The main meal of the day served as usual and Hanan’s twins were brought down by their father, who went upstairs again. The children sat on the stools around the table. The clutter of plastic dishes, murmurs from her, ‘Say bismillah before you eat. Be good and finish your plate.’ They were sometimes lively, sometimes quiet. Today after the first few mouthfuls it was as if devils danced around the house, skipped on top of the furniture, goaded the children. Rice scattered everywhere, there were screeches, fights, rice grains in noses and ears. Amir pinched Dalia, stuck his tongue out at her. Dalia bit Amir, leaving saliva, chewed rice and ridges on his arm. He pulled her hair, yanked it and she screamed, a scream so loud that it seemed incredible to Sammar, as she pulled them apart, that such a noise could come out of someone Dalia’s size. Devils danced around the room making everything a blur in front of Sammar’s eyes. Millions of children babbling away, the rattle and the din of plastic plates and she in the middle of it, immersed, hypnotised. Dalia’s scream woke the baby, his arms grasped the air, his face scrunched with anger, his own kind of screaming. Mahasen picked him up and started to rock him in her arms. If he did not have a proper nap, he was grumpy the rest of the day.
‘Make them quiet,’ Mahasen shouted. ‘Do something, Sammar, instead of staring at them like an idiot.’
But the children were wild, stronger than her. They rotated around the room, shouting, kicking. They ran too fast. At last Hanan appeared at the door like a hero, solid and in control, dignified in her dentist’s working clothes. She smacked Dalia, picked up her screaming baby and herded her messy twins upstairs. She left Sammar with Dalia whimpering and cringing, and a dull calmness all around the room. As if nothing had happened, Amir arranged his toy cars on the floor, talked to them and pushed them carefully from the carpet to the tiles.
‘All this is because you are useless,’ said her aunt. ‘A few children and you don’t know how to handle them. I don’t know what happened to you. In the past you were lively and strong, now you’ve just become an idiot.’
She wanted to escape from her aunt but Dalia was clinging to her, sticky and limp. She wanted to escape into cleaning the room, sweeping up the rice that was scattered on the table and on the floor.

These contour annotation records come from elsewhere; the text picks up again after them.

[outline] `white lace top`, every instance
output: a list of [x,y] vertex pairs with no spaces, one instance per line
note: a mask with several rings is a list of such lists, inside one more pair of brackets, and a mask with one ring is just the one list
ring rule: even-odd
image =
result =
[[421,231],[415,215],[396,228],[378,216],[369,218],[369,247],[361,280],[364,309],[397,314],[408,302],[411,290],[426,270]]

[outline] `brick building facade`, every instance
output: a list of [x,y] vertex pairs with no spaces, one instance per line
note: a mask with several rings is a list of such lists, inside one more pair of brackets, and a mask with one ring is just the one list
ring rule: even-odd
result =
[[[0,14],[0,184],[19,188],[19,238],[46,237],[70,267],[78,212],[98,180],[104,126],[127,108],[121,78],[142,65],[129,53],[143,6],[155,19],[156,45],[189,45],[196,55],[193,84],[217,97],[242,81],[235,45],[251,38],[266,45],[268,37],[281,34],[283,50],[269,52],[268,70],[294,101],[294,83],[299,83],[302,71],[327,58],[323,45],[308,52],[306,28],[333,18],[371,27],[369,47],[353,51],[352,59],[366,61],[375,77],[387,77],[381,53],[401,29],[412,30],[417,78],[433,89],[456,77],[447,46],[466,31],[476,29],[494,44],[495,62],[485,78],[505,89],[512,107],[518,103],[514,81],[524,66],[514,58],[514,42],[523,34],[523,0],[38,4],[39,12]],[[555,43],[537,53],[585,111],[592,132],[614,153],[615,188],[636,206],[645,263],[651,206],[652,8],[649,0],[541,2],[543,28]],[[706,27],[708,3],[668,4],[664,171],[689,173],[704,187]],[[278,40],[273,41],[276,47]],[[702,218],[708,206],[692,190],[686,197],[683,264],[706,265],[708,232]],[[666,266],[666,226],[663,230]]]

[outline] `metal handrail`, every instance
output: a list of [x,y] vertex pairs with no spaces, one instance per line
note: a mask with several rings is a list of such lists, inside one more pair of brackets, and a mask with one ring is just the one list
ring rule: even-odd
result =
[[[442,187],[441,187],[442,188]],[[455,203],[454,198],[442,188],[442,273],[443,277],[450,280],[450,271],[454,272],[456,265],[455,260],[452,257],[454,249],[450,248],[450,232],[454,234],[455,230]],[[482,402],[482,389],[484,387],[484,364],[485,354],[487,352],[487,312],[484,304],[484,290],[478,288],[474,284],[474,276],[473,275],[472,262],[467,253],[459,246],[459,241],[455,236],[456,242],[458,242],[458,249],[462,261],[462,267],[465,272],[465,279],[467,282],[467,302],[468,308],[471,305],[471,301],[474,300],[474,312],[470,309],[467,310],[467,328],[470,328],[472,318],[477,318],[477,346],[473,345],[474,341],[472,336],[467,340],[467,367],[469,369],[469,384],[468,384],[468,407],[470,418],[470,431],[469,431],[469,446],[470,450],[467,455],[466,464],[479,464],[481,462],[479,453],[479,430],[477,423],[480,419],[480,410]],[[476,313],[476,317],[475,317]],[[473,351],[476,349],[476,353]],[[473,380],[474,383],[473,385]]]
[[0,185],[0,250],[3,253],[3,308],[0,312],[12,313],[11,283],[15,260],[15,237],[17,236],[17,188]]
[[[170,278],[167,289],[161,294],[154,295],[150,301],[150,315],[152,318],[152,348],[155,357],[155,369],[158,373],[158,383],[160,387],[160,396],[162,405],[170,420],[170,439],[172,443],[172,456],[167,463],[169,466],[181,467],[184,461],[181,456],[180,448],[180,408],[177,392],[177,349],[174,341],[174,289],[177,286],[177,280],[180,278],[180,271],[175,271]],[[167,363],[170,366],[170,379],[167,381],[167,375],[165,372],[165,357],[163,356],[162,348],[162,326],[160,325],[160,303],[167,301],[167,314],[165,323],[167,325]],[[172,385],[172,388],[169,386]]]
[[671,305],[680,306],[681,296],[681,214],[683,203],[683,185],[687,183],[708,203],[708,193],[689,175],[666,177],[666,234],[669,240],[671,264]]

‘You don’t even have a proper job, a job that pays. How much have you been contributing to the house?’
‘Not much,’ her voice flat, obedient, answering how Mahasen wanted her to answer.
‘And content to wear others’ clothes, without any pride.’
That was true. She had been passed on a whole wardrobe of Hanan’s, clothes that were too tight for her after having the baby, didn’t fit anymore. And it was also true, that she had no pride. The clothes, when Hanan offered them, had made her happy. They were loose on her, long. Hanan had been nice, she had said, as Sammar tried each thing on, looking at herself in the full length mirror, turning this way and that, ‘Everything looks lovely on you, Sammar.’ Now her aunt was making it all dirty, wanting her to feel ashamed.
‘You should go back to England, work there and send us things.’
‘I don’t want to go back.’
‘We buried the deceased and you went around saying, “It’s a good thing he left me with one child, not three or four, what would I have done with them?” A thing to say. It shows how low you are, with no manners, no respect for his memory. Now you have this one child and you don’t even want to take him to England and look out for his benefit.’